Pour Sibel Ataogul, le droit à l’autodétermination ne disparaît pas pour autant parce que les conditions de l’oppression ont changé. Les autochtones ne veulent pas seulement de meilleures écoles et de meilleurs soins de santé. Ils veulent définir leur projet, parler et décider pour eux-mêmes. C’est la même chose au Québec. La tradition socialiste inspirée par Lénine a bien établi qu’on ne pouvait pas comparer le nationalisme des oppresseurs à celui des opprimés. La gauche a compris que la vision classiste (les prolétaires contre les patrons) ne pouvait pas tout expliquer, que la domination de classe était imbriquée dans la domination des peuples et l’oppression des femmes. Le cadre constitutionnel canadien, de nature monarchique, bloque l’idée même d’égalité en excluant le peuple québécois des véritables leviers de décision.
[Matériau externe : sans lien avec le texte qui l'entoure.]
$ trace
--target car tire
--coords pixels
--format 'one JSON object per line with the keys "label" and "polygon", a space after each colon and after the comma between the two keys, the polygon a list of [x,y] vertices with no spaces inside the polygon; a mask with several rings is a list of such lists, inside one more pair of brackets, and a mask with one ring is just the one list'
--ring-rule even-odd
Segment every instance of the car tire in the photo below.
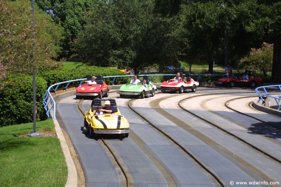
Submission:
{"label": "car tire", "polygon": [[257,86],[257,83],[254,81],[251,81],[250,82],[250,86],[251,87],[255,87]]}
{"label": "car tire", "polygon": [[84,119],[84,127],[86,128],[86,129],[87,129],[87,131],[85,131],[85,132],[87,133],[89,132],[89,125],[88,125],[88,123],[87,123],[87,121],[86,121],[86,118]]}
{"label": "car tire", "polygon": [[196,86],[194,85],[191,88],[191,92],[195,92],[196,91]]}
{"label": "car tire", "polygon": [[94,132],[94,130],[93,129],[93,128],[92,128],[92,127],[90,126],[89,127],[89,135],[90,135],[90,137],[91,138],[94,138],[95,136],[95,133]]}
{"label": "car tire", "polygon": [[235,82],[234,81],[230,81],[228,83],[228,86],[229,87],[233,87],[235,86]]}
{"label": "car tire", "polygon": [[152,88],[150,93],[151,93],[151,96],[153,97],[154,96],[154,95],[155,94],[155,91],[154,90],[154,88]]}
{"label": "car tire", "polygon": [[141,93],[140,94],[140,98],[141,99],[143,99],[144,98],[144,90],[143,90],[141,92]]}
{"label": "car tire", "polygon": [[109,91],[108,91],[108,89],[107,89],[106,90],[106,94],[104,95],[105,97],[107,97],[109,95]]}
{"label": "car tire", "polygon": [[183,86],[181,86],[180,89],[179,89],[179,93],[183,93],[184,88]]}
Pour toutes ces raisons, la perspective indépendance et socialisme estime que l’aspiration à l’indépendance, même après des années de mauvaise gestion de la part du PQ, reste légitime et importante. On ne peut pas se fier à des sondages et à des effets de conjoncture pour affirmer que le peuple a jeté la serviette. S’il est relativement passif, c’est qu’il a perdu confiance dans le leadership bourgeois du PQ.
Solidarités Québec-Canada
Si selon Frappier, la rupture est nécessaire, c’est avec l’État canadien et non avec le peuple canadien. D’ailleurs, sans l’appui d’une fraction importante du peuple canadien, il est fort probable que l’émancipation nationale ne sera jamais concrétisée. L’État et la bourgeoisie canadienne seront prêts à tout, y compris l’usage de la force militaire. Pour contrer cette menace, les partisans et les partisanes du projet de socialisme et d’indépendance ont avantage à développer des liens de solidarité avec les organisations populaires du Canada anglais, comme le fait depuis quelques années le Réseau pancanadien des militants socialistes. Par ailleurs, la libération du Québec est une des clés pour relancer la lutte des classes au Canada. Sans cela, les forces populaires canadiennes seront instrumentalisées comme groupe d’appui à « leur » État et elles s’identifieront aux « valeurs » de cet État. « Tant que la population canadienne demeurera en appui au fédéralisme, elle sera confinée à appuyer l’institution qui sert la grande bourgeoisie à son propre détriment » [3].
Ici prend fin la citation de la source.